What Mao Taught Us


Posted by: Mac // 17 Apr 08


In the introduction to his 1961 translation of Mao Zedong’s On Guerrilla Warfare, retired Marine General and Navy Cross recipient Samuel B. Griffith II quoted from a Newsweek magazine article dated 3 Jul 1961:

“Pentagon– A new and fiendishly ingenious anti-guerrilla weapon is being tested by the Navy. It’s a delayed-action liquid explosive, squirted from a flame-thrower-like gun, that seeps into foxholes and bunkers. Seconds later, fed by oxygen from the air, it blows up with terrific force.”


Griffith angrily responded to the article, writing:

“Apparently we are to assume that guerrillas will conveniently ensconce themselves in readily identifiable ‘foxholes and bunkers’ awaiting the arrival of half a dozen admirals armed with ‘flame-throwing guns’ to march up, squirt, and retire to the nearest officer’s club. To anyone even remotely acquainted with the philosophy and doctrine of revolutionary guerrilla war, this sort of thing is not hilariously funny. There are no mechanical panaceas.”


Griffith’s translation of Mao’s text is a disturbing and enlightening read. The conclusion to be drawn is not only that American military and political leadership failed to understand the nature of guerrilla warfare in every war since the end of WWII, but more interestingly that the Iraqi insurgents have an equal misunderstanding of the war they are fighting and what it can or will bring them.


The major issues of the Chinese Civil War, Vietnam War, and Iraq War are identical: an imperialist foreign power invades an agrarian society in order increase its wealth and strengthen its influence in the region. Yet because the Iraqi insurgent leadership views the current conflict as an extension of the medieval crusades with no strategy other than destruction, the only endstate they can offer, either through victory or defeat, is chaos.

While the Chinese and Vietnamese insurgencies were revolutionary nationalist movements, the Iraqi insurgency by comparison is not and therein lies its fundamental flaw, or critical vulnerability. Indeed, unlike China or Vietnam, there is no history of revolution or nationalism in Iraq, only the taking of power by strongmen. Any revolutionary movement in Iraq was crushed by Saddam Hussein in order to ensure his own survival in power. What is more, because it has no national aspirations, the Iraqi insurgency also lacks a unified goal, except for getting the Americans to leave. And given that the idea of a “nation of Iraq” is a western created concept that ignores Iraq’s diversity and significant history, it is difficult to envision a unified Iraqi nation-state founded by the Islamic fundamentalists.

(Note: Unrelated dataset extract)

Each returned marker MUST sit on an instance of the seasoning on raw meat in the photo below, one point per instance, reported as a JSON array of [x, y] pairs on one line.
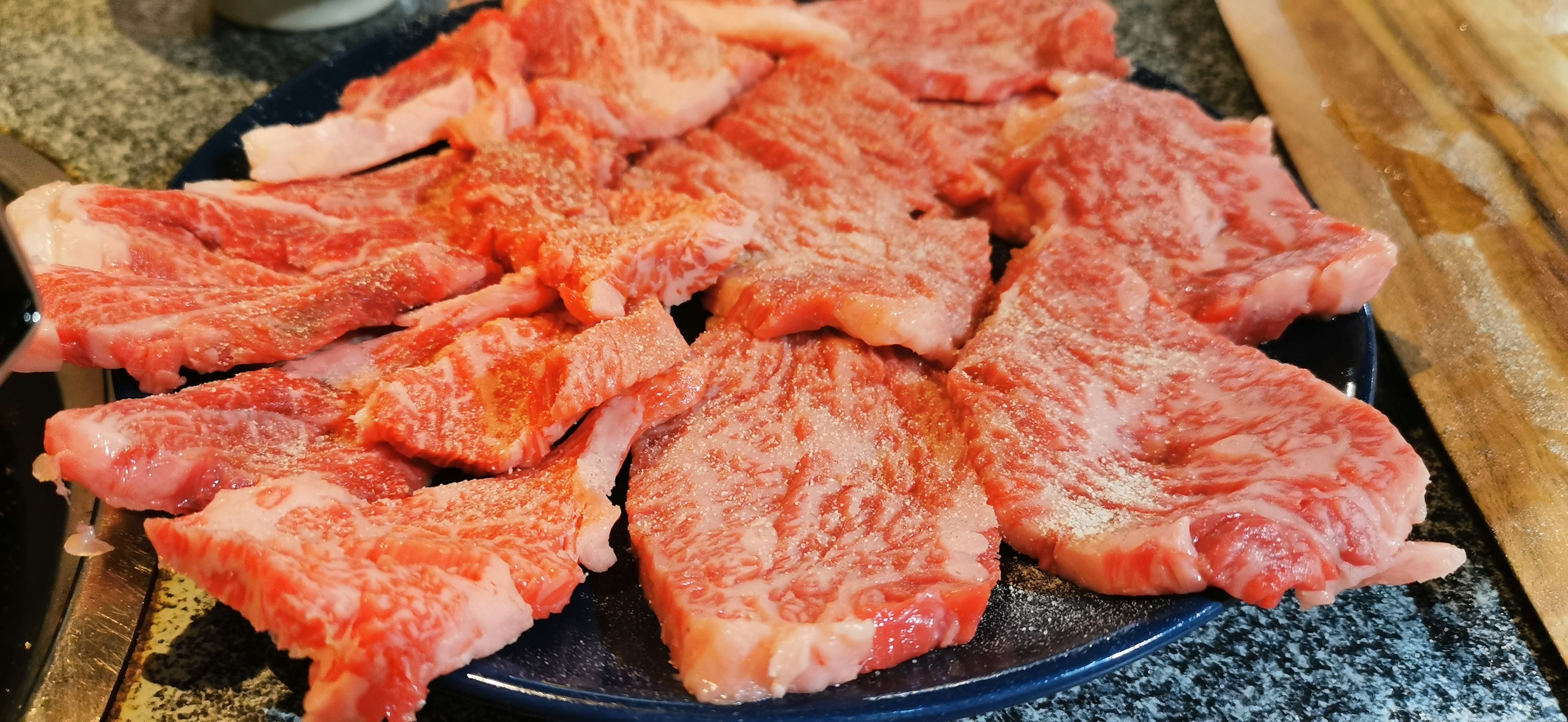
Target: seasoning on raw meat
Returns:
[[814, 517], [978, 51], [772, 26], [634, 67], [835, 162], [468, 87], [498, 398], [1198, 206], [541, 203], [102, 227], [173, 452], [153, 327], [1136, 452], [388, 595]]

The Chinese and Vietnamese insurgencies were guided by communism, a political ideology. The Iraqi insurgency is inspired by radical Islam, which has been politicized, but at its heart is still a regionally oriented religion. And while communism can become the symbolic religion of its followers and can be followed with religious intensity, it is neither a religion nor a cultural identity. Islam is at the core of the Iraqi insurgency, and is a fundamental difference in the way it conducts its operations from these insurgent precedents. It is indeed to the Iraqi insurgency’s detriment that its fighters are not seeking rewards in this lifetime.


Overall Iraqi insurgent strategy is inherently tied to the politics of Iraq and ultimately to those of America as well. As part of the surge, in the 2007 “Anbar Awakening”, local sheiks formed neighborhood defense forces and cooperated with American forces in preventing insurgent groups from operating in their villages. As the American economy falls into recession, it takes front stage in the presidential election race- the war in Iraq is no longer the most important issue on the minds of American voters.

Similar to the Vietnamese at Dien Bien Phu and the Americans caught in the Tet Offensive, the period from April to November 2008 represents an opportunity for the Iraqi insurgency to make a strategic attack which would cause the American electorate to elect an antiwar, withdrawal candidate. I will not speculate on what form this attack will take, or whether the insurgents will recognize this opportunity on a macro or micro level, yet it is easy to imagine a devastating attack which would turn the American voter clearly away from a “stay the course candidate.”


In the end, the Iraqi insurgency will continue only due to one of two potential reasons: a lack of political will by Iraqis to invest in a national government or by the Americans to help facilitate it effectively. (1,300 Iraqi soldiers and policemen dismissed over the weekend for refusing to fight in Basra?) As a guerrilla organization, the Iraqi insurgents lack strategic leadership and a viable political vision of the type of society they want to replace the current occupiers with. The communists’ power- and the inevitability of their successes- stemmed from their complete concept of an idealized society, which they immediately set to implementing.

Highly fractioned and with nothing to offer except perpetual violence, the Iraqi insurgency will likely fall apart on its own if merely given the time to do so- but the chaos the insurgents have sewn will last as long as the vacuum of national leadership remains. The mechanical panacea to which Griffith alluded is not an American withdrawal or a mine-resistant tactical vehicle. The only solution to guerrilla warfare is a functioning government.